So, I feel like I have been posting here an awful lot lately. I apologize, but I need to talk about this. I would write about it, but I have no paper at the moment to write on since all of my belongings are still in transition to my new lonely place.
I feel so very alone and I am getting more nervous as each minute passes to the time when I have to begin my new position in this new city I know nothing about. I long for some source of comfort. My finace who is my love and life, is still back where I used to live. I am without him too. I miss him. I miss everything.
I can’t help but want to find comfort in SI. I have not thought about SIing in several months, but now it is the thing I think about daily. My scars are a part of me. I have not really paid attention to them in a long time. But now I am obsessing about it. The more I look at myself, the more I want to SI. Although I don’t have my belongings with me at the moment, there are still plenty of tools within arm’s reach. It scares me to think this way. But I am starting to obsess.

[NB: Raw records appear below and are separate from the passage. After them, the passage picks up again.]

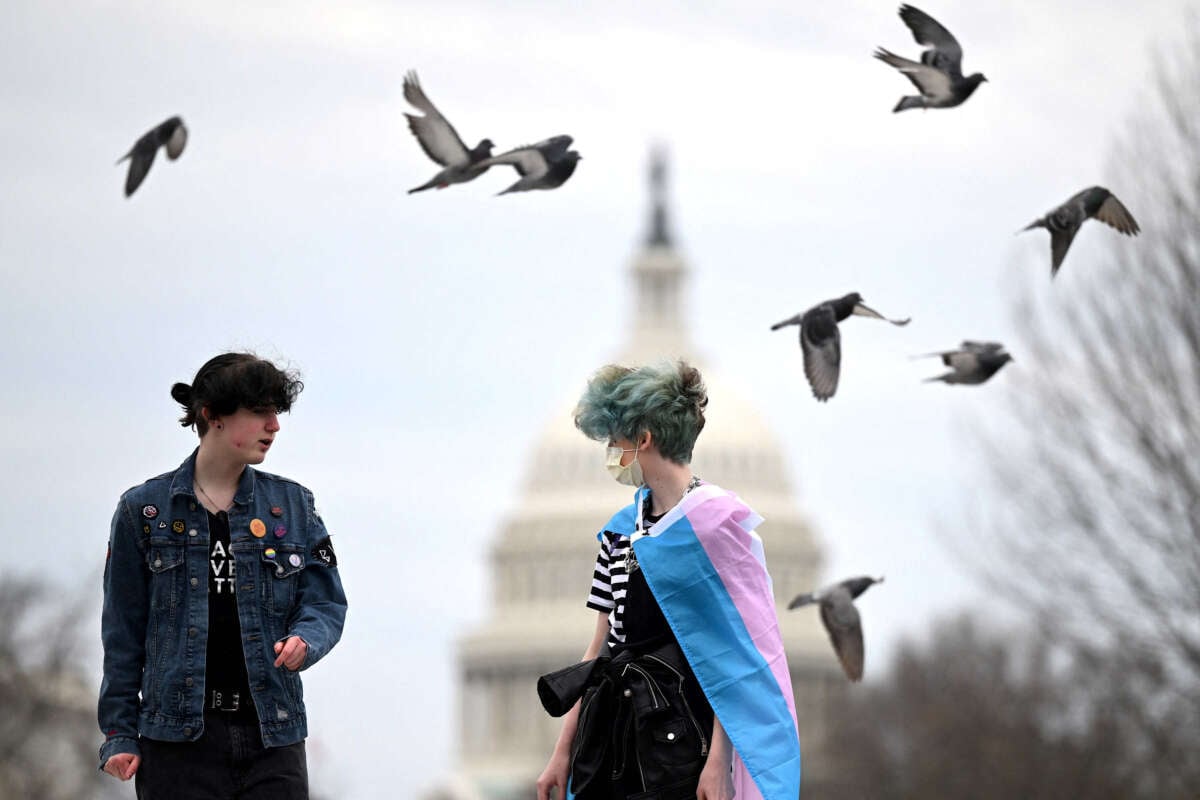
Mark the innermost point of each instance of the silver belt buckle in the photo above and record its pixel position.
(220, 701)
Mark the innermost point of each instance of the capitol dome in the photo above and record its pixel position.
(541, 558)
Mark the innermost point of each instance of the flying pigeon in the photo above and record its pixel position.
(821, 342)
(546, 164)
(973, 362)
(441, 142)
(939, 74)
(1065, 221)
(171, 134)
(841, 620)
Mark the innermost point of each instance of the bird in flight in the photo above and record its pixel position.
(973, 362)
(541, 166)
(841, 619)
(1066, 221)
(171, 134)
(821, 340)
(939, 74)
(441, 142)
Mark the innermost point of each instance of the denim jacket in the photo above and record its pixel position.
(155, 623)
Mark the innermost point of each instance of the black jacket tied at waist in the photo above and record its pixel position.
(635, 715)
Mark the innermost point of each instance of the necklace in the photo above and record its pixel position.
(211, 501)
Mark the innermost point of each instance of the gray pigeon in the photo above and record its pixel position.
(546, 164)
(1066, 221)
(939, 74)
(841, 620)
(441, 142)
(973, 362)
(821, 341)
(171, 134)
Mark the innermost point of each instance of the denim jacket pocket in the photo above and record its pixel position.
(283, 567)
(163, 560)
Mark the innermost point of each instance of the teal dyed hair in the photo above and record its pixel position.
(667, 400)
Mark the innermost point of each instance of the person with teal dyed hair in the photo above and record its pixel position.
(653, 711)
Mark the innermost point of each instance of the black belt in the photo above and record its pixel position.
(225, 699)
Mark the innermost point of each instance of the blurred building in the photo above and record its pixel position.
(543, 555)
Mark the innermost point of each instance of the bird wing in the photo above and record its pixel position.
(529, 161)
(961, 361)
(141, 160)
(1114, 214)
(801, 600)
(177, 142)
(930, 32)
(433, 132)
(845, 629)
(982, 347)
(1060, 242)
(821, 344)
(930, 82)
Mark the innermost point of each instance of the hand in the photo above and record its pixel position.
(292, 651)
(715, 781)
(123, 765)
(553, 775)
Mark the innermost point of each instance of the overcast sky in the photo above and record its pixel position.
(437, 332)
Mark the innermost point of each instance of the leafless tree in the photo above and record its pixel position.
(48, 735)
(973, 714)
(1095, 521)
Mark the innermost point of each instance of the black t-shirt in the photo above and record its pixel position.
(225, 666)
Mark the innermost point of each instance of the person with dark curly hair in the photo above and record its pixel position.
(683, 691)
(221, 585)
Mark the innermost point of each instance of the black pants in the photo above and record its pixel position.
(227, 763)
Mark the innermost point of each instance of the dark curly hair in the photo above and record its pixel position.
(234, 380)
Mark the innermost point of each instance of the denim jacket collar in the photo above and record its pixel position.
(185, 476)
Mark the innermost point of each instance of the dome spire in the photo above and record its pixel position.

I know hurting myself is not going to change anything at the moment, but I feel like it will offer some comfort to, and I need comfort so badly right now.
I am thankful and extremely blessed to be where I am today, coming from where I was as a child/teenager. I endured so much, and now I have a chance to really make something of myself. I am just so scared. And now the SI thoughts are making me scared too.
Again, I apologize for all the posts. Lately I have felt I can handle things appropriately, but I am not sure at the moment.